Q: What are the three Pod Security Standard levels, and which admission controller enforces them?
A: Privileged (unrestricted), Baseline (blocks known risks), and Restricted (defense-in-depth). Enforced by the Pod Security Admission (PSA) controller via namespace labels.

Q: Why must you always allow DNS egress when implementing default-deny NetworkPolicy?
A: Default-deny blocks ALL egress including UDP/TCP port 53 to CoreDNS in kube-system. Without it, pods cannot resolve service names, breaking service discovery completely.

Q: What is the difference between pod-level and container-level SecurityContext?
A: Pod-level applies to all containers (e.g., runAsNonRoot, seccompProfile).
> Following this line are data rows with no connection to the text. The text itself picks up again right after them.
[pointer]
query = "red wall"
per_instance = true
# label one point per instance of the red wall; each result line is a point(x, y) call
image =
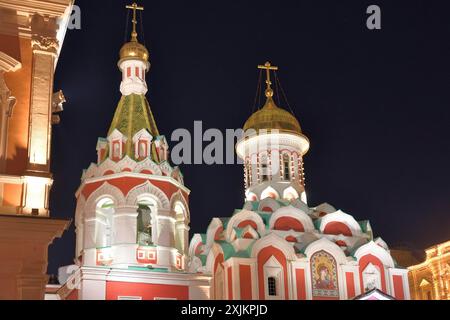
point(301, 287)
point(246, 282)
point(265, 255)
point(398, 287)
point(146, 291)
point(364, 261)
point(230, 283)
point(350, 279)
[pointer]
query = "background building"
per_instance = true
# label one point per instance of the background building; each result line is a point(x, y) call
point(31, 37)
point(430, 280)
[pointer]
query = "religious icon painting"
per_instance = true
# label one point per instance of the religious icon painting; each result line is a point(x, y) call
point(324, 275)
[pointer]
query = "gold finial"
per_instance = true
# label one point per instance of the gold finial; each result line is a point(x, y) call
point(134, 7)
point(268, 67)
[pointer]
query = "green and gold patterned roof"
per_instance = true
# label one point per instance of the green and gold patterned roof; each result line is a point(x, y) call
point(132, 115)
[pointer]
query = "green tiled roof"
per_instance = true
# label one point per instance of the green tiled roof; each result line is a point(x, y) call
point(238, 232)
point(317, 223)
point(132, 115)
point(266, 218)
point(227, 248)
point(224, 222)
point(363, 224)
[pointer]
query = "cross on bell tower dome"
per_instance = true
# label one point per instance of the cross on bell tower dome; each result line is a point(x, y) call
point(272, 150)
point(134, 61)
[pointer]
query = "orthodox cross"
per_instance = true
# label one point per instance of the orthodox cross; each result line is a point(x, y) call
point(134, 7)
point(268, 67)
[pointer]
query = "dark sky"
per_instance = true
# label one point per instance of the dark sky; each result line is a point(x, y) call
point(375, 104)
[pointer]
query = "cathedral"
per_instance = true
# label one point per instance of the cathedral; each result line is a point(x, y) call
point(132, 218)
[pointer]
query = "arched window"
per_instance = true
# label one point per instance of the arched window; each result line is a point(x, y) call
point(264, 170)
point(248, 173)
point(371, 277)
point(181, 235)
point(272, 286)
point(286, 167)
point(116, 151)
point(103, 222)
point(142, 149)
point(146, 211)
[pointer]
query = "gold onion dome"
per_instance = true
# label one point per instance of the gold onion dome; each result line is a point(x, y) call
point(271, 117)
point(133, 50)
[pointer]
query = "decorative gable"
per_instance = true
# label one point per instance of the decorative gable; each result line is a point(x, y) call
point(116, 145)
point(142, 144)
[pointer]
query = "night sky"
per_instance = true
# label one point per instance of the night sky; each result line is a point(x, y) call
point(374, 104)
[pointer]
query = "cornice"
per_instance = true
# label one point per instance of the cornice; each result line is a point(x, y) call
point(8, 64)
point(52, 8)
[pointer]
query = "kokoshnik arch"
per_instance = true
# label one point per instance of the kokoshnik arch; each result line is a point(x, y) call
point(132, 218)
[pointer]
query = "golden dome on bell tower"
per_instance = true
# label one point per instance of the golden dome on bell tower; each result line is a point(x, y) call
point(133, 50)
point(270, 116)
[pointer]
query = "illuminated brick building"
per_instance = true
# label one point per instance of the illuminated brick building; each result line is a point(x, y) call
point(31, 37)
point(430, 280)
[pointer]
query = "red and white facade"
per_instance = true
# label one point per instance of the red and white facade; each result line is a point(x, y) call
point(277, 247)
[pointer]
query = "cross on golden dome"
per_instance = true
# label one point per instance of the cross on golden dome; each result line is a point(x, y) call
point(268, 67)
point(134, 7)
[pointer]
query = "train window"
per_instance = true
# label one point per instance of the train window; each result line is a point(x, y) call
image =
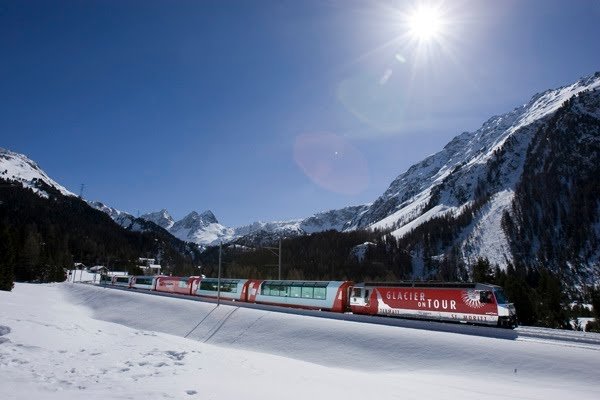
point(307, 292)
point(500, 296)
point(485, 296)
point(143, 281)
point(320, 293)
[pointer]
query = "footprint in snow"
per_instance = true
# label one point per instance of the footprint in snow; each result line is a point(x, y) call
point(4, 330)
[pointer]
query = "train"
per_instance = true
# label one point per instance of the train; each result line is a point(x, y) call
point(472, 303)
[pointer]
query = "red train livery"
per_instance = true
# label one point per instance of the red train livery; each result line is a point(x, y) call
point(475, 303)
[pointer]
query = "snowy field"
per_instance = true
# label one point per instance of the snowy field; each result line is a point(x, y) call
point(75, 341)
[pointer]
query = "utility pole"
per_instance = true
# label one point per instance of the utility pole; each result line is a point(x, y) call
point(271, 249)
point(219, 277)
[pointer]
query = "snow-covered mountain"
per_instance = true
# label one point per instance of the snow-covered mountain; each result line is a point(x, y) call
point(477, 172)
point(161, 218)
point(204, 229)
point(477, 185)
point(18, 167)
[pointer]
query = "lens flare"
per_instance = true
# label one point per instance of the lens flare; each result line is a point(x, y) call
point(332, 162)
point(425, 22)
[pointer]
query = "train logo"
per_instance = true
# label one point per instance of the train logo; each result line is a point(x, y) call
point(472, 299)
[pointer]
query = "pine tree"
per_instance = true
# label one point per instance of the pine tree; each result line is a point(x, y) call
point(7, 275)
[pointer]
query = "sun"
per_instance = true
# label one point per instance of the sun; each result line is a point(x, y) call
point(425, 23)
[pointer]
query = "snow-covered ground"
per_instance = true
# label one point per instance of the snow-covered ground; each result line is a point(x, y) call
point(73, 341)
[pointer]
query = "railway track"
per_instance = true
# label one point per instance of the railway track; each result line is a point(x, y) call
point(526, 333)
point(587, 339)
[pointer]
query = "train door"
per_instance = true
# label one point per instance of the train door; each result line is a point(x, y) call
point(359, 297)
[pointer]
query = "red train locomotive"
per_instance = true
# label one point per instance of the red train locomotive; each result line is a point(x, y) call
point(474, 303)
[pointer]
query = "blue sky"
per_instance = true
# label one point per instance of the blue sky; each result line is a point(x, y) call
point(267, 110)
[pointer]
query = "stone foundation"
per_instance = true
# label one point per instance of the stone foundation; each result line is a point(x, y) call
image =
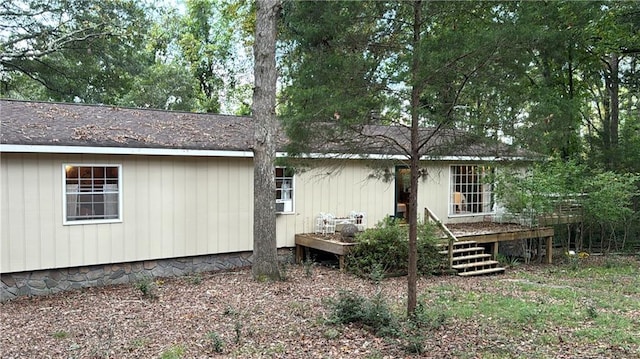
point(51, 281)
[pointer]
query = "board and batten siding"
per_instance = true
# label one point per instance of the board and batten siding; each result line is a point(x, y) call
point(337, 191)
point(175, 206)
point(172, 207)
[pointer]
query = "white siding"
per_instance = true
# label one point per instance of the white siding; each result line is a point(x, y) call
point(172, 207)
point(178, 206)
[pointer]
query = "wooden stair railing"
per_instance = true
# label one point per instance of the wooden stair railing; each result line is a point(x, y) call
point(469, 258)
point(451, 236)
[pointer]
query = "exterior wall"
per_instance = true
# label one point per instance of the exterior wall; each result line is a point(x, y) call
point(52, 281)
point(172, 207)
point(176, 207)
point(435, 191)
point(337, 191)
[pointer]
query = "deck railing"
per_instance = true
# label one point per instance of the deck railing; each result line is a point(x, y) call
point(452, 238)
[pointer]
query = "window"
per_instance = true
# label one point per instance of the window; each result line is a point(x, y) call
point(284, 190)
point(470, 191)
point(92, 193)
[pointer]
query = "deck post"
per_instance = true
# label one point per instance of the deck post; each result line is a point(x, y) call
point(495, 250)
point(550, 250)
point(452, 237)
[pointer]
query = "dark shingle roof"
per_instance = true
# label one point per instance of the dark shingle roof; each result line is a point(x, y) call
point(43, 123)
point(66, 124)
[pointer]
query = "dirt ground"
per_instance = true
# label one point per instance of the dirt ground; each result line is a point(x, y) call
point(230, 315)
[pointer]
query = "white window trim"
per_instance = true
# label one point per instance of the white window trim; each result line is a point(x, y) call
point(453, 214)
point(293, 195)
point(64, 195)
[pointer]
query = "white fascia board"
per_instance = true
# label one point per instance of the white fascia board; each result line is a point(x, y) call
point(221, 153)
point(122, 151)
point(343, 156)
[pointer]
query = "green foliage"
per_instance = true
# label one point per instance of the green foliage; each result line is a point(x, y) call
point(60, 334)
point(174, 352)
point(384, 250)
point(373, 313)
point(72, 50)
point(147, 287)
point(216, 341)
point(609, 197)
point(539, 189)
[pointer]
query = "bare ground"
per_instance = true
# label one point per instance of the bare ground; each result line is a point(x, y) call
point(250, 320)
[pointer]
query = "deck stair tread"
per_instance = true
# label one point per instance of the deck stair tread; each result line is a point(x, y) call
point(482, 271)
point(464, 250)
point(475, 264)
point(471, 257)
point(458, 244)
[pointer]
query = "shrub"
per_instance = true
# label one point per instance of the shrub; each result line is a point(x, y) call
point(374, 313)
point(386, 248)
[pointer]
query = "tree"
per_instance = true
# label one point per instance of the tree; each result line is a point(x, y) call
point(70, 50)
point(213, 40)
point(347, 60)
point(265, 255)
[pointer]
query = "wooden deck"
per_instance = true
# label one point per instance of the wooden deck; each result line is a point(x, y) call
point(484, 232)
point(322, 243)
point(494, 233)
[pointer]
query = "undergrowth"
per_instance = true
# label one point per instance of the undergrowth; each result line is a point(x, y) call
point(383, 251)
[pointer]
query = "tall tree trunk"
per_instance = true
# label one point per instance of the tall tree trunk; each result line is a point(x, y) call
point(613, 88)
point(265, 255)
point(412, 277)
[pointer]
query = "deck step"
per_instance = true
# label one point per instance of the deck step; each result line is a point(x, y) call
point(471, 257)
point(456, 244)
point(463, 250)
point(475, 265)
point(482, 271)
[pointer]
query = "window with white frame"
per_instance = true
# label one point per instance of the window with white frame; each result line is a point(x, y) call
point(92, 193)
point(284, 190)
point(470, 191)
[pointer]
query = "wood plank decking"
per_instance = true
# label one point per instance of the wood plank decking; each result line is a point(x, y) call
point(493, 235)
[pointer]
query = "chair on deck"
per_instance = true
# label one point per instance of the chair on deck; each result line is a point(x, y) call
point(359, 219)
point(325, 223)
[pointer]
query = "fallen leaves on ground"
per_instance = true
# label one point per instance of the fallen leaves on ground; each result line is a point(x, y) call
point(228, 314)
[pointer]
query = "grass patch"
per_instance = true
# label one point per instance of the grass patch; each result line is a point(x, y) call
point(588, 305)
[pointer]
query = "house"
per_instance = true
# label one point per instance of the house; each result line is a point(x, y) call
point(96, 195)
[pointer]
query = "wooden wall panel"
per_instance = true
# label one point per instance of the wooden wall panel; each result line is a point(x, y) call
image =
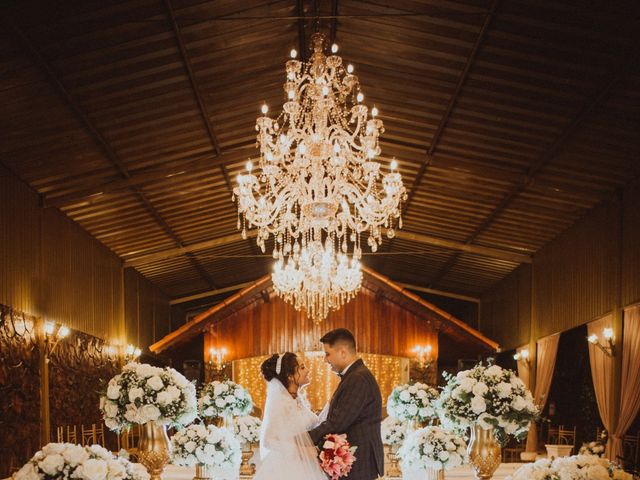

Container-level overrides for that specific container (e.g., readOnlyRootFilesystem, capabilities). Container settings take precedence.

Q: Why are volume-mounted Secrets more secure than environment variables, and what extra protection does GKE provide?
A: Environment variables are visible via /proc/<pid>/environ. Volume-mounted Secrets use tmpfs (memory-only, never touches disk). GKE encrypts etcd at rest by default and supports CMEK for customer-controlled encryption.